A couple of weeks ago, we received a call from one of our clients. They were in desperate need of our services due to equipment failure. Jason Taylor, VP Operations, and Master Plumber Extraordinaire, set up an appointment to see what the problem was and to find out if we could help them in anyway.
When Jason got to the client’s premises and was shown the problem, he found that they had to shut down part of their kitchen because their in-slab grease trap was not working properly.
For those that might not exactly know what a grease trap is, here is a brief explanation:
A grease trap is an engineered device designed to remove spent Fats, Oils and Grease (FOG) and associated solids and debris from food service establishment waste streams, preventing entry of these materials into either municipal sewer collection systems or privately owned on-site wastewater treatment facilities. The grease trap captures those wastes and contains them until a waste hauler or pumper service can properly dispose them. If you operate a food service establishment, you should have and maintain a grease trap.
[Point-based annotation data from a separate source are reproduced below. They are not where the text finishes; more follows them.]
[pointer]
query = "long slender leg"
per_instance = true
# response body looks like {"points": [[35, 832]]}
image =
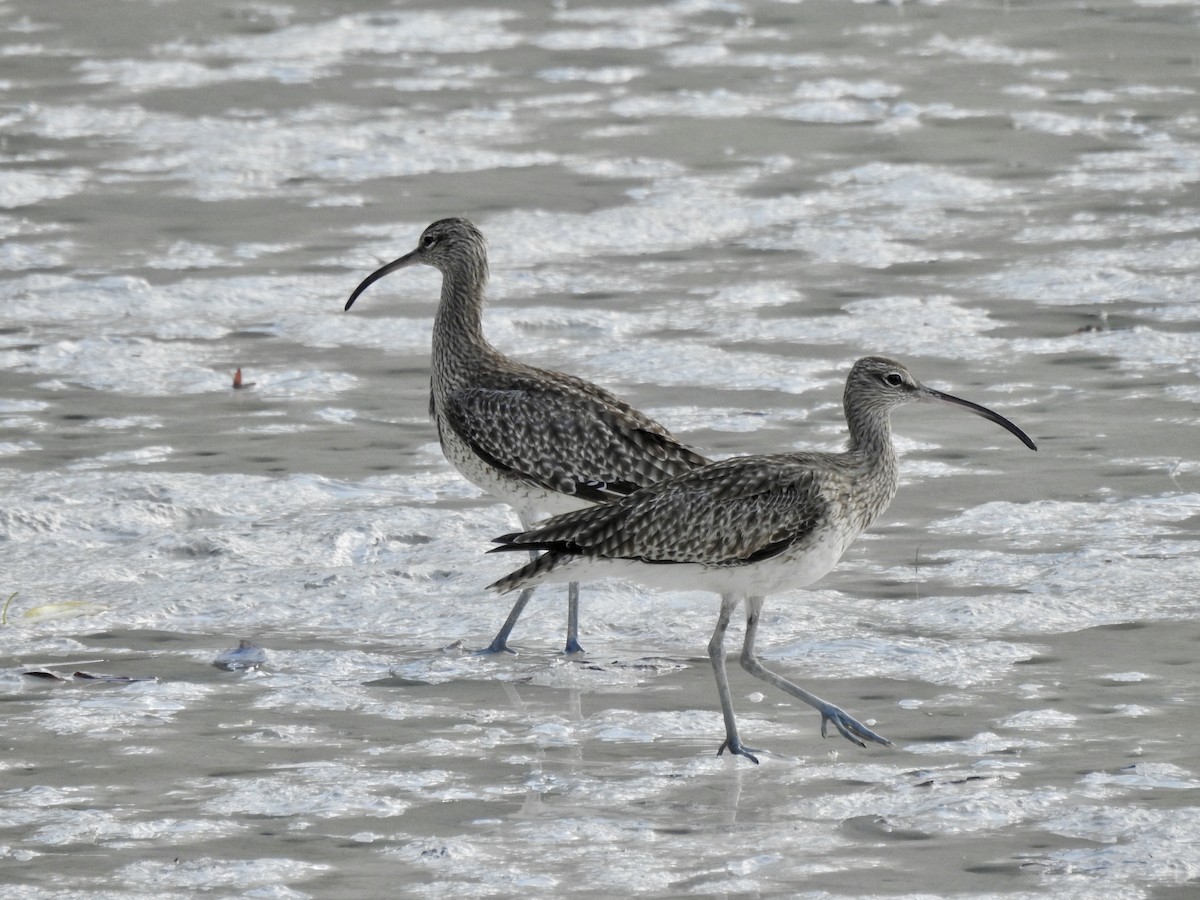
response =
{"points": [[717, 654], [501, 642], [573, 618], [850, 727]]}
One of the primary purposes of a properly sized grease trap is to retain high temperature spent FOG until cooling and separation of the spent FOG and water can take place. The retention of food service solids lost to the waste stream is also an important function of a grease trap. Large particle solids, with masses greater than that of water, settle to the bottom of the grease trap and are intended for removal along with the floatable spent FOG during periodic cleaning.
In our client’s case, the bottom of the grease trap had deteriorated so badly that the water was leaking out into the ground before the grease could separate. We were requested to provide a proposal on replacing the unit with a new one. What our client did not anticipate was that due to new code requirements, this was not going to be an inexpensive fix.
Fortunately for them, we are not in business to put clients in a bad place. After they told us that they had already gone through their entire budget for the year (and it was only September), we suggested trying to temporarily repair the bottom of the trap with an epoxy-type product that they could do themselves. We were able to fabricate new baffles that were missing to help the equipment function properly.
The good news is that the grease trap is working just fine and the cost to the client was minimal. The better news is that now they are talking about renovating the entire kitchen when budget money becomes available. They will be calling us when they are ready to move forward.